***
– Что читаете? – поинтересовался коллега, увидев у меня на коленях
раскрытую книгу.
– Что-то малопонятное про мозг. Написано американским психологом,
специализирующимся
на
лечении
обсессивно-компульсивного
расстройства с помощью групповой терапии. В основе его методики лежит
буддийская медитация в сочетании с квантовой механикой.
Он фыркнул:
– Что за вздор! Кстати, вы ведь раньше оперировали пациентов с ОКР?
И действительно. Пациент достался мне в наследство от моего
предшественника, но я бы с превеликой радостью отказался от такой
операции. Она подразумевала выполнение небольших надрезов на
хвостатом ядре и поясной извилине – своего рода микролоботомия, но без
чудовищных последствий. Психиатр объяснил, что операция на самом деле
помогает. Мне же скорее казалось, что мы действуем наугад, но
современная высокотехнологичная функциональная томография пациентов
с ОКР подтвердила, что именно эта область мозга отвечает за
возникновение заболевания. В Калифорнии психохирургию запретили
законодательно, так что отдельные отчаявшиеся жители этого штата,
которые
фактически
оказались
на
грани
самоубийства
из-за
непреодолимого желания постоянно мыть руки (боязнь грязи – одна из
наиболее распространенных проблем у людей с ОКР), прилетали на
лечение в Англию. Один из них, помнится, напялил три пары перчаток,
перед тем как взять в руки протянутую мной ручку и подписать форму
информированного согласия, разрешавшую мне просверлить у него в
голове парочку дырок. Пока я рассказывал коллеге о своем опыте в
психохирургии, в комнату вошла медсестра.
– Мистер Марш, – сказала она неодобрительно (я развалился на диване
прямо в хирургическом халате), – следующий пациент говорит, что у него
опухоль справа, тогда как в форме информированного согласия речь идет
об операции в левой части головного мозга.
– О господи! – ответил я. – У него левая теменная опухоль, из-за
которой он путает правую и левую стороны. Да будет вам известно, это
называется синдромом Герстмана. И пациент – последний человек, у
которого мы должны спрашивать, где нам оперировать. Он дал полное
согласие. Я лично разговаривал с ним вчера вечером. И с его семьей тоже.
Давайте начнем уже.
– Некоторые полагают, что синдрома Герстмана не существует, –
заметил мой коллега, хорошо осведомленный в подобных вопросах.
– Вам следует с ним переговорить, – настаивала медсестра.
– Это просто смешно, – проворчал я, поднимаясь с дивана.
Через операционную, где Коуб, наш санитар, вытирал размазанную по
полу кровь, которая осталась после предыдущей операции, я прошел в
кабинет для анестезии. По пути я заметил привычную гору мусора: на
операционном столе валялись всевозможные одноразовые приспособления
общей стоимостью несколько тысяч фунтов – все это должны были вскоре
сложить в большой мешок и отправить на утилизацию. Когда я
протиснулся через вращающиеся двери, пожилой пациент уже лежал на
каталке.
– Мистер Смит, доброе утро! – сказал я. – Говорят, вы хотите, чтобы я
прооперировал вам правую часть головы.
– Мистер Марш, спасибо, что пришли! Ну, я думал, что проблема
именно справа, – ответил он с явной неуверенностью в голосе.

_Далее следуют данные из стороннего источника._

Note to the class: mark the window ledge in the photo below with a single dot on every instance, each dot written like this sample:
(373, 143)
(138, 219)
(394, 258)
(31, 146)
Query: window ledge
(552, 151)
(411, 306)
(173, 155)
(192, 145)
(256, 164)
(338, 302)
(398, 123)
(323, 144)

– Действительно, вы чувствуете слабость в правой части тела. Но это
как раз и означает, что опухоль слева. Видите ли, в мозгу все наоборот.
– О!
– Я, конечно, могу прооперировать правую часть мозга, если вы
настаиваете. Но разве вы не хотели бы, чтобы решение принимал все-таки
я?
– Нет-нет, – рассмеялся он. – Вам решать.
– Что ж, тогда остановимся на левой стороне, – заключил я.
Я вышел из кабинета. Медсестра должна была сказать анестезиологу,
что теперь можно приступать к операции. Я же вернулся на свой красный
кожаный диван.
Через сорок минут медсестра сообщила, что пациенту ввели наркоз, и я
велел ассистенту начинать операцию без меня. Продолжительность
стажировки столь невелика, что молодым врачам отчаянно не хватает даже
базовой хирургической практики, поэтому я чувствую себя обязанным
давать им возможность самостоятельно вскрывать и зашивать голову: это
наиболее простые и относительно безопасные этапы нейрохирургической
операции, хотя я и предпочел бы делать все сам. Наблюдая за работой
подчиненных, я волнуюсь гораздо сильнее, чем оперируя собственноручно.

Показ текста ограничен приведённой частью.